Celestial, sincere, youthful, and banging. Vancouver-raised singer-songwriter/producer and multi-instrumentalist Haleluya Hailu has become a local musical staple in the indie scene. Hailu has managed to turn the stress and angst of growing up and not recognizing yourself into music that anyone could see themself in.
Beginning their musical journey in talent shows and theater productions, performing has always been a strong suit. Hailu’s involvement in the local Vancouver scene began when performing with the Icecream Truck collective, a group bringing local musicians to parks and beaches across all of Vancouver. Their theatricality on stage helped them begin to create a name and face to go with her strong voice and ability to write and deliver pop hooks with ease.
Gratefully based on the unceded Coast Salish territories of the Musqueam, Squamish and Tsleil-Waututh First Nations, Kelly McInnes is a settler of Irish, Scottish & British ancestry. She is a queer contemporary dance artist concerned with embodying care, sensuality, and complexity. As choreographer, performer and community-engaged facilitator, the intention of her work is to inspire collective healing. She creates as a way to remember and celebrate the creative intelligence and wonder of life. Often multi-disciplinary, collaborative and site specific, Kelly's work has been presented in Canada, Berlin and Mexico. Recently certified in Biodynamic Craniosacral Therapy, Kelly's work is now powerfully inspired by this practice. Community-engagement is integral to her practice. Since 2015, Kelly has facilitated community classes and collaborative creative processes with over 100 youth, adults and seniors.
Ana is a racialized settler living on the unceded and traditional territories of the the xʷməθkʷəy̓əm (Musqueam), Sḵwx̱wú7mesh (Squamish) and Selilwitulh (Tsleil Waututh) Nations.Ana graduated from the University of British Columbia with a Bachelor of Arts in Latin American Studies. As part of her commitment to fostering community, she volunteers as a trauma-informed Yoga facilitator with Yoga Outreach. Ana believes in the medicine communities carry. She is the mom of two amazing kids whom she considers to be her greatest teachers.

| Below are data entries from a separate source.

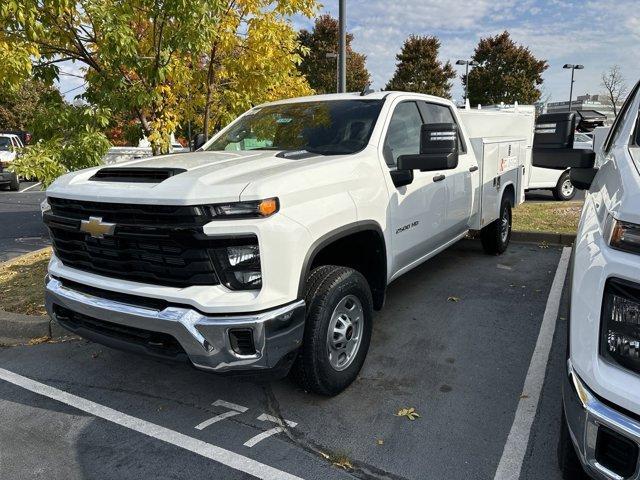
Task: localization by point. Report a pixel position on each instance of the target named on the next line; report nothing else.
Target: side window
(403, 134)
(434, 113)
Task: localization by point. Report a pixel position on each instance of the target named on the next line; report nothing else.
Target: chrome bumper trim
(585, 413)
(204, 338)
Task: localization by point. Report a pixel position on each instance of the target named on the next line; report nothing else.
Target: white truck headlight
(620, 323)
(623, 236)
(248, 209)
(238, 265)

Hannah Möller is a visual artist focused in the expanded field of painting. Möller currently lives and works on the unceded territory of xʷməθkʷəy̓əm (Musqueam), Sḵwx̱wú7mesh (Squamish), and səl̓ilw̓ətaʔɬ (Tsleil-Waututh) Nations. She received her MFA in Visual Arts from the University of British of Columbia in 2022 and received a BFA in Painting and Drawing from The California College of the Arts in 2018. Möller has shown work in the United States, Great Britain and Canada.
Siobhan (Sio/they/she) is of a stolen people living and working in solidarity on the stolen, unceded, and ancestral land of the xʷməθkwəy̓əm (Musqueam), Skwxwú7mesh (Squamish), and Səl̓ílwətaʔ/Selilwitulh (Tsleil-Waututh), Hwlitsum, Katzie, Kwantlen, Kwikwetlem, Matsqui, Qayqayt, Semiahmoo, Tsawwassen, and Stó:lō Nations. Sio is a published, nationally recognized bilingual Storyteller, equity, disability justice, and food sovereignty change maker & consultant. Sio is an Unlearning Dramaturgy, S.E.A.R.A., Start the Wave, and Bankability Awards recipient. As a non-binary person of mixed ancestry living with disability, they recognize and value the intersection of identities that inform disability justice, artistic practice, change-making and honouring ancestral teachings.